Predictably, these policies have curried favor with law-and-order advocates and those supporting the war on drugs. But groups like the American Medical Association (AMA), the American College of Obstetricians and Gynecologists, the American Academy of Family Physicians, the American Society of Addiction Medicine, Amnesty International, and the March of Dimes have been outspoken in their opposition to the measures.
A survey of drug treatment programs conducted in 2018 found that only 23 percent were specifically geared toward serving folks who are pregnant or parenting.
“Transplacental drug transfer should not be subject to criminal sanction or civil liability,” the AMA has written. Punitive laws, it argues, lead people to avoid prenatal care, or worse, give birth without trained medical personnel on hand.
“There is a growing consensus that drug use should be treated as a public-health issue, not a criminal issue,” longtime prison abolition activist Victoria Law, co-author of Prison By Any Other Name, says. “Prosecuting someone like Chelsea Becker doesn’t bring her fetus back or help her grieve her loss. Unfortunately, miscarriages and stillbirths are not uncommon; quite simply, ‘fetal protection’ laws are terrible public policy.”
Law is also critical of both mandatory drug treatment and preemptive lockup to keep someone from using. Her first concern, she says, involves prison conditions.
“Pregnant people who are locked up get awful medical care which can lead to stillbirths, low-birth-weight babies, miscarriages, and other bad birth outcomes and the prison system is never held to account for any of this,” Law says. “The medical neglect of pregnant prisoners, coupled with bad prison food, is an outrage.
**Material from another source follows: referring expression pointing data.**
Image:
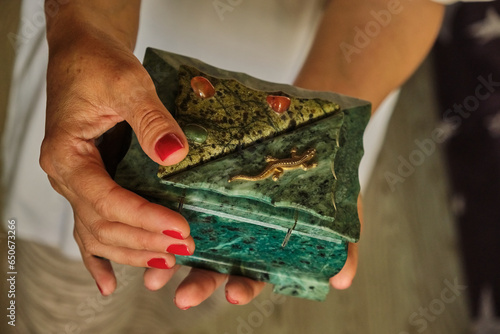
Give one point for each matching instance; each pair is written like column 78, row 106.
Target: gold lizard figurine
column 276, row 167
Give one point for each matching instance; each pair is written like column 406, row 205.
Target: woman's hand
column 94, row 82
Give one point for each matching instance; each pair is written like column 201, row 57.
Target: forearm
column 341, row 60
column 79, row 20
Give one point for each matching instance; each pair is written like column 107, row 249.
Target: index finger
column 91, row 183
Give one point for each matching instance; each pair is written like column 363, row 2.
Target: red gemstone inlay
column 280, row 104
column 202, row 87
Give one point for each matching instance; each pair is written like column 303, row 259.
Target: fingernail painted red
column 167, row 145
column 232, row 301
column 173, row 234
column 158, row 263
column 100, row 290
column 178, row 249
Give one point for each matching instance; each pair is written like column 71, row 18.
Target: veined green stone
column 239, row 227
column 195, row 133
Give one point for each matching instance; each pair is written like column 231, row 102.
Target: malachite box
column 270, row 184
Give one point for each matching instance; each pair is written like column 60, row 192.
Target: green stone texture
column 239, row 227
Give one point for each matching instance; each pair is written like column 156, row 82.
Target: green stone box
column 270, row 184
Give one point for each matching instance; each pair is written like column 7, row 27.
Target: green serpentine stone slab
column 239, row 227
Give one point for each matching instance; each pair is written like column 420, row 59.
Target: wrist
column 81, row 22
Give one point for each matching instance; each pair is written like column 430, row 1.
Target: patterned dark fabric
column 467, row 58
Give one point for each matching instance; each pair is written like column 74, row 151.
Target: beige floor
column 408, row 248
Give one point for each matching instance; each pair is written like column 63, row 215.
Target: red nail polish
column 158, row 263
column 167, row 145
column 178, row 249
column 173, row 234
column 232, row 301
column 100, row 290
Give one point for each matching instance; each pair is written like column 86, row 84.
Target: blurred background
column 429, row 248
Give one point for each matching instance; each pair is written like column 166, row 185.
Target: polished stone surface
column 239, row 227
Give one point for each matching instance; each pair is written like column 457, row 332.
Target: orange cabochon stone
column 280, row 104
column 202, row 87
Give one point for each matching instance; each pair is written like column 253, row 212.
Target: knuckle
column 143, row 242
column 149, row 122
column 90, row 245
column 98, row 232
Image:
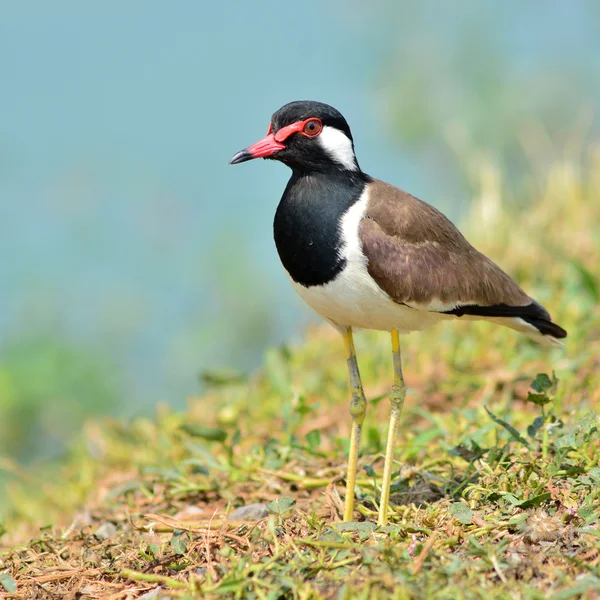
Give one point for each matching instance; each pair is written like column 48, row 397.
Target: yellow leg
column 397, row 399
column 358, row 408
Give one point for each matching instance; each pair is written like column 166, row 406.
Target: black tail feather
column 546, row 327
column 534, row 314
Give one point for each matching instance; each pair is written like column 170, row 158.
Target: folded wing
column 421, row 260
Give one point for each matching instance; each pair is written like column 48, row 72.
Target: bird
column 365, row 254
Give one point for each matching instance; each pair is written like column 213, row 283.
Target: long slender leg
column 358, row 408
column 397, row 400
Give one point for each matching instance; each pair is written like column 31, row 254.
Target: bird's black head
column 306, row 136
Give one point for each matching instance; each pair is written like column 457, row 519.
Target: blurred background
column 133, row 258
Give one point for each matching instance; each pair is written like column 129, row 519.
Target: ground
column 496, row 495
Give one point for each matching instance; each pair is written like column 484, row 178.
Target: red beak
column 261, row 149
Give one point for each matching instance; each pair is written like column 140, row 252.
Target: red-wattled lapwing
column 363, row 253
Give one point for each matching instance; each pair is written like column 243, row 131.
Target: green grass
column 496, row 495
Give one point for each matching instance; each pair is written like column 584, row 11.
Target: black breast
column 307, row 225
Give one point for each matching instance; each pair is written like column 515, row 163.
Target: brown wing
column 417, row 256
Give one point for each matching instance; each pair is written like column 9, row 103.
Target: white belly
column 353, row 298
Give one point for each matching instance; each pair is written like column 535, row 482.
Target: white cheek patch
column 338, row 146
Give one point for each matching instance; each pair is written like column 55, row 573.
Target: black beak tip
column 241, row 156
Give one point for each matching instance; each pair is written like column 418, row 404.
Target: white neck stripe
column 338, row 146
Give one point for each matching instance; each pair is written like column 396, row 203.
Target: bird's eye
column 312, row 127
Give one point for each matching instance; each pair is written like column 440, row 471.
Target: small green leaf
column 513, row 432
column 535, row 501
column 539, row 399
column 281, row 506
column 179, row 541
column 588, row 280
column 537, row 424
column 8, row 583
column 363, row 528
column 207, row 433
column 235, row 440
column 469, row 451
column 462, row 512
column 566, row 441
column 217, row 378
column 542, row 383
column 369, row 471
column 313, row 439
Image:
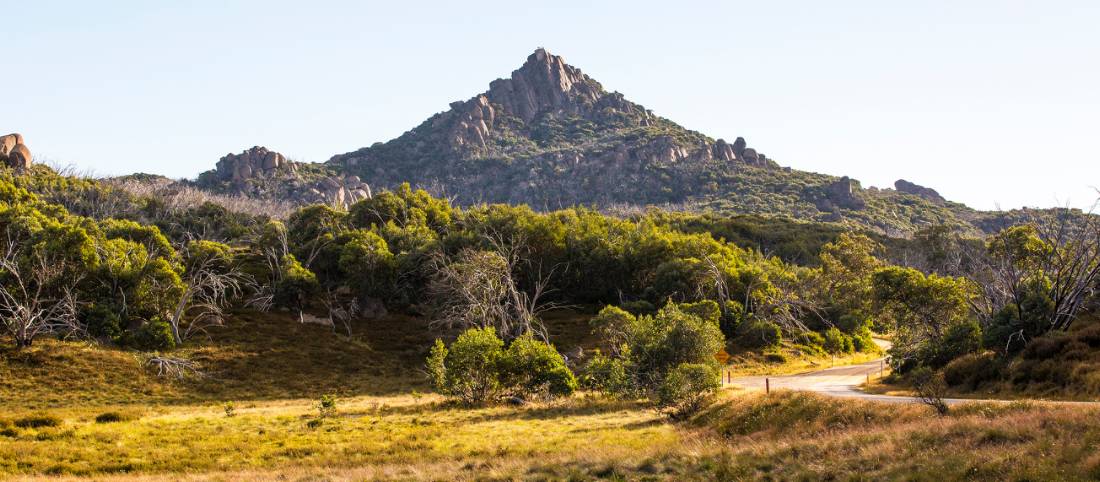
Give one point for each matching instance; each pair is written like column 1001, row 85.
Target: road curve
column 837, row 381
column 845, row 381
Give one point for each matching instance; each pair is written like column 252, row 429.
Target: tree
column 469, row 369
column 479, row 288
column 686, row 390
column 921, row 307
column 210, row 281
column 534, row 368
column 652, row 346
column 35, row 296
column 845, row 278
column 294, row 284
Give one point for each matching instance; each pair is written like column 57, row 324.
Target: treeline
column 143, row 270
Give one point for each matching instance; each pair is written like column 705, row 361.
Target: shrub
column 759, row 333
column 606, row 374
column 37, row 420
column 706, row 309
column 811, row 338
column 862, row 341
column 733, row 316
column 971, row 370
column 639, row 307
column 327, row 406
column 686, row 390
column 468, row 370
column 673, row 337
column 109, row 417
column 959, row 339
column 837, row 342
column 774, row 357
column 530, row 367
column 153, row 335
column 931, row 389
column 102, row 321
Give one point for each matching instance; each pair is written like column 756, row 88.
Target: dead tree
column 36, row 297
column 209, row 286
column 479, row 288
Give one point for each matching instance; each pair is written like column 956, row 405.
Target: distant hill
column 550, row 137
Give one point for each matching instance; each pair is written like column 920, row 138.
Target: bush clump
column 476, row 368
column 971, row 370
column 759, row 333
column 686, row 390
column 37, row 420
column 837, row 342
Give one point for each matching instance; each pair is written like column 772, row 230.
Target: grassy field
column 782, row 436
column 72, row 411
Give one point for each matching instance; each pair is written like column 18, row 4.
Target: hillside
column 551, row 137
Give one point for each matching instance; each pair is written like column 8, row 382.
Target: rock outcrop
column 14, row 153
column 927, row 193
column 550, row 135
column 545, row 83
column 844, row 194
column 253, row 163
column 263, row 172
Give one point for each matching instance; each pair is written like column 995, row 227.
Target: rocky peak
column 843, row 193
column 253, row 163
column 927, row 193
column 545, row 83
column 14, row 153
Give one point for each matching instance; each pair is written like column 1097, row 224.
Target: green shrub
column 153, row 335
column 733, row 316
column 327, row 406
column 468, row 370
column 959, row 339
column 837, row 342
column 37, row 420
column 103, row 321
column 811, row 338
column 639, row 307
column 109, row 417
column 970, row 371
column 606, row 374
column 862, row 341
column 530, row 367
column 774, row 357
column 759, row 333
column 706, row 309
column 686, row 390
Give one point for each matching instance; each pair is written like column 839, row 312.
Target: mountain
column 550, row 137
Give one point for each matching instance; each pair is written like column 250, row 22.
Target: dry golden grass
column 384, row 429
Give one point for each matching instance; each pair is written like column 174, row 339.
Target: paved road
column 845, row 381
column 837, row 381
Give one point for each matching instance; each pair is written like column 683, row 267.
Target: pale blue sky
column 992, row 102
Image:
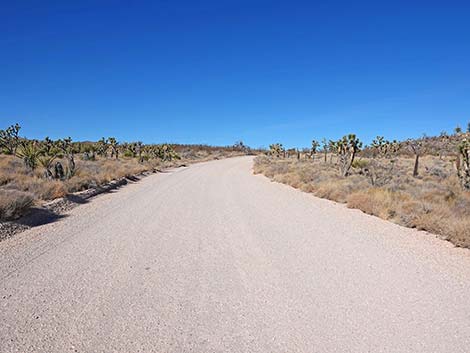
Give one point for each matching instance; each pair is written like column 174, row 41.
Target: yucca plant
column 347, row 148
column 114, row 147
column 29, row 153
column 10, row 139
column 276, row 149
column 463, row 163
column 46, row 162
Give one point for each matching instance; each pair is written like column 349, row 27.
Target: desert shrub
column 434, row 201
column 14, row 203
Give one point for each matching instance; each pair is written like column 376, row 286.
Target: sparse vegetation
column 420, row 183
column 33, row 171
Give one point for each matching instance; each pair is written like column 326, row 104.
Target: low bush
column 434, row 201
column 14, row 203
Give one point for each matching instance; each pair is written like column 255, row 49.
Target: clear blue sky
column 216, row 71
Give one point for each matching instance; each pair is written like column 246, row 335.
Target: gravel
column 214, row 259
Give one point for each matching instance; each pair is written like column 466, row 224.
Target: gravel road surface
column 212, row 258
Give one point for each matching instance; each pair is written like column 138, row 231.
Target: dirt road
column 211, row 258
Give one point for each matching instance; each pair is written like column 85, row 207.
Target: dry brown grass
column 433, row 202
column 17, row 183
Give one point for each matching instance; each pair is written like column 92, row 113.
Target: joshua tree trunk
column 415, row 169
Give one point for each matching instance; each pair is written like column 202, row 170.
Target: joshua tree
column 378, row 146
column 347, row 148
column 384, row 148
column 66, row 147
column 463, row 163
column 102, row 147
column 313, row 150
column 114, row 147
column 276, row 149
column 46, row 161
column 10, row 139
column 48, row 147
column 324, row 145
column 418, row 148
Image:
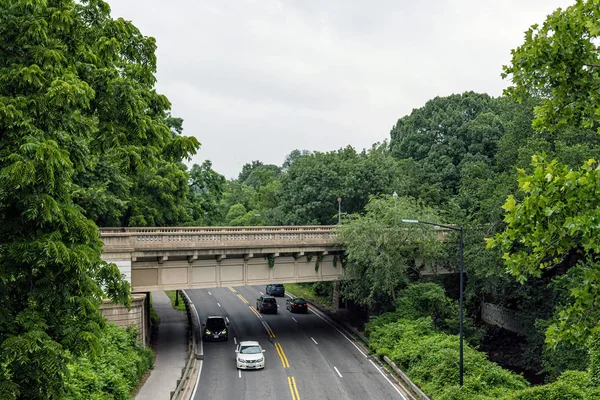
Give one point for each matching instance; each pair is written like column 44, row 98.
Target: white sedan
column 249, row 355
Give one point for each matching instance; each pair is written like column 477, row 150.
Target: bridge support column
column 335, row 296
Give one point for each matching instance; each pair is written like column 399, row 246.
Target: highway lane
column 306, row 358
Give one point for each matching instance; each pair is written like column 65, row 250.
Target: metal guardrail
column 186, row 385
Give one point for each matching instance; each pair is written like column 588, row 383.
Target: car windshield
column 250, row 350
column 215, row 323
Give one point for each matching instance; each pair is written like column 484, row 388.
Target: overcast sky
column 256, row 79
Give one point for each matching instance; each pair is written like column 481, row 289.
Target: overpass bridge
column 206, row 257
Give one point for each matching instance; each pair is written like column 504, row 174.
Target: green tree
column 77, row 98
column 554, row 230
column 205, row 194
column 554, row 238
column 559, row 63
column 312, row 183
column 435, row 142
column 381, row 252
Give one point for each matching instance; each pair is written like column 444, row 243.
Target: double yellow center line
column 268, row 329
column 255, row 312
column 293, row 388
column 282, row 356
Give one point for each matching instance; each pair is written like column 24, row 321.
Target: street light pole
column 460, row 230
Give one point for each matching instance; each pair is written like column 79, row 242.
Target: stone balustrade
column 115, row 239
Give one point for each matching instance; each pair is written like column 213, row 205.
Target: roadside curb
column 187, row 385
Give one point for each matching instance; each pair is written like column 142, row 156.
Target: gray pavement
column 171, row 350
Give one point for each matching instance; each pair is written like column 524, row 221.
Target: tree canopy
column 81, row 127
column 559, row 62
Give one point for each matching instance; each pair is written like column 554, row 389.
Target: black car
column 215, row 328
column 275, row 289
column 266, row 304
column 297, row 304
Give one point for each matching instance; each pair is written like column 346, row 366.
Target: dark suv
column 275, row 289
column 266, row 304
column 215, row 328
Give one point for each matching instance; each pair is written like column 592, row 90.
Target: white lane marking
column 341, row 333
column 387, row 379
column 336, row 370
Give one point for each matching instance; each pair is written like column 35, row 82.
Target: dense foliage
column 114, row 372
column 84, row 139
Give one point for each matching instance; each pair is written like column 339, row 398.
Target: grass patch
column 171, row 294
column 307, row 291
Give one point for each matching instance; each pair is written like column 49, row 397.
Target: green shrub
column 114, row 372
column 430, row 359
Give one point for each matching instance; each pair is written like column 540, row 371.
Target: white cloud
column 256, row 79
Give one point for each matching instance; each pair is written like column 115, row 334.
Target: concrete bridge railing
column 133, row 239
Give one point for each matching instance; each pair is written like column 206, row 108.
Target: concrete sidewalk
column 171, row 350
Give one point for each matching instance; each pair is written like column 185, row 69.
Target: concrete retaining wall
column 502, row 317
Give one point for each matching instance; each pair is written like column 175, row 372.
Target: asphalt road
column 306, row 357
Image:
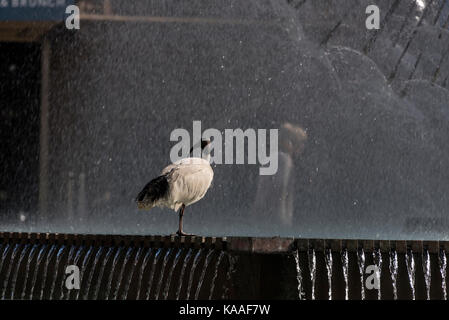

And forcing someone into treatment that they don’t want or are not yet ready for, never works.”
Moreover, a survey of drug treatment programs conducted in 2018 found that only 23 percent were specifically geared toward serving folks who are pregnant or parenting.
Paltrow of National Advocates for Pregnant Women agrees with Law. “Just as some inroads are being made to end the war on drugs, the arrest of pregnant women is providing the fuel for continuing, or perhaps even expanding, it,” she says. “While legislators cite lots of ‘fetal protection’ laws, the fact is that no state legislature—with the exception of Tennessee, which passed a ‘fetal assault’ law that was in effect from 2014 to 2016—has passed legislation that authorizes arrests as a way to address pregnancy and drug use.”
This, of course, does nothing to help Chelsea Becker as she languishes in prison.
“The district attorney prosecuting Becker clearly believes that it is wrong to treat drug use as a matter of public health. He sees it as a moral issue that should be handled through arrest,” Paltrow says. “Just as some people are denying the science around COVID-19, many prosecutors and supporters of the drug war are denying the science around pregnancy, refusing to acknowledge that poverty, racism, and lack of equal access to high-quality medical care have more to do with healthy pregnancy outcomes than drug use.”